Monday, April 22, 2013

Easy Lemon Confit

Lemons halfway through the first boil.

Lemon confit was not my first choice for this weekend's project. I really wanted to make rhubarb compote. But after the excitement of finding rhubarb at the farmers market last week, it was not to be found at any of the three markets we checked.

Meyer lemons

Instead, Lisa suggested this confit, something she has made a few times in the past. I had never tasted it, but one forkful was enough to convince me. It is tangy, slightly sweet, spicy and fragrant. Lisa liked to mix with with chopped fresh celery or parsley and serve it with grilled asparagus. She also suggests spooning it into an avocado or eating it with roast chicken. I imagine that it would also be great with grilled fish or as the base of a pasta sauce. Obviously, it can also serve as a salt-free substitute for preserved lemons. 

Lime thyme

Pickled Lemon Confit  

Note: This recipe involves very little active work, but the process of boiling and then cooling the lemons takes time. As always, we made a few changes to the printed recipe: We substituted meyer lemons for Eureka, lime thyme for regular thyme, as I had it growing in my garden and also dried red peppers from a CSA box, for the jalapenos. We also made a second batch minus the dried peppers to share with chile averse family.
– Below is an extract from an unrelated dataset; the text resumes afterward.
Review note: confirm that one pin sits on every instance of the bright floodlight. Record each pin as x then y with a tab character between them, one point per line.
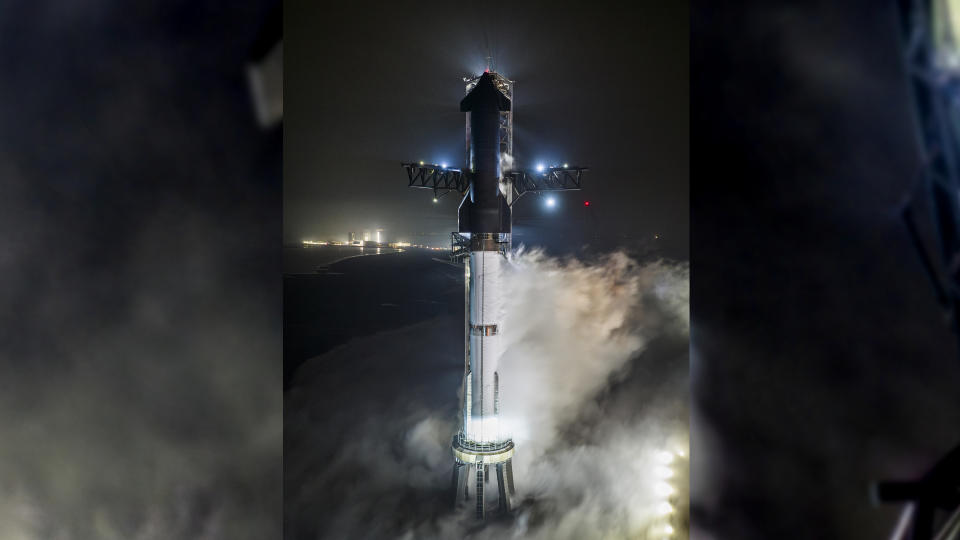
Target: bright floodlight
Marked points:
664	458
663	489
from The Elements of Taste by Gray Kunz and Peter Kaminsky

  • 10 lemons, halved and seeded (We used meyer lemons as they were available in a friend's yard)
  • 1 teaspoon allspice berries
  • 2 bay leaves
  • 1 cinnamon stick
  • 1 tablespoon coriander seeds
  • 1 jalapeno chiles (We substituted 2 dried red peppers)
  • 10 sprigs thyme (We used lime thyme from my garden)
  • 1 tablespoon white peppercorns
  • 3 cups water
  • 1/4 teaspoon turmeric
  • 1/4 cup sugar 
Combine all of the ingredients in a saucepan and bring to a boil. Turn off the heat and cool. Repeat, boiling and cooling 4 or 5 times, until the lemons are almost translucent. We cooled the lemons for about 40 minutes each time. Place the lemons in a glass jar and cover with the confit liquid. Store in the refrigerator until needed.

Ready to jar.
My half of our two batches.



  1. So, do you just use the liquid and discard the lemons when it's all gone?

  2. Actually, you use the solids! After the cooking process, the lemons are very soft, the texture is much like a chutney or jam.
    For example, while we were prepping this batch, Lisa served an earlier batch mixed with chopped celery.

  3. Unlike preserved lemons, in which you scrape off the pith and need to rinse them slightly before use, these lemons can be chopped whole including what remains of the pith. The liquid, which becomes a thick paste after the repeated cook/cool cycles, can be used too. The only thing I remove are the large spices so you don't bite into whole allspice berries or peppercorns.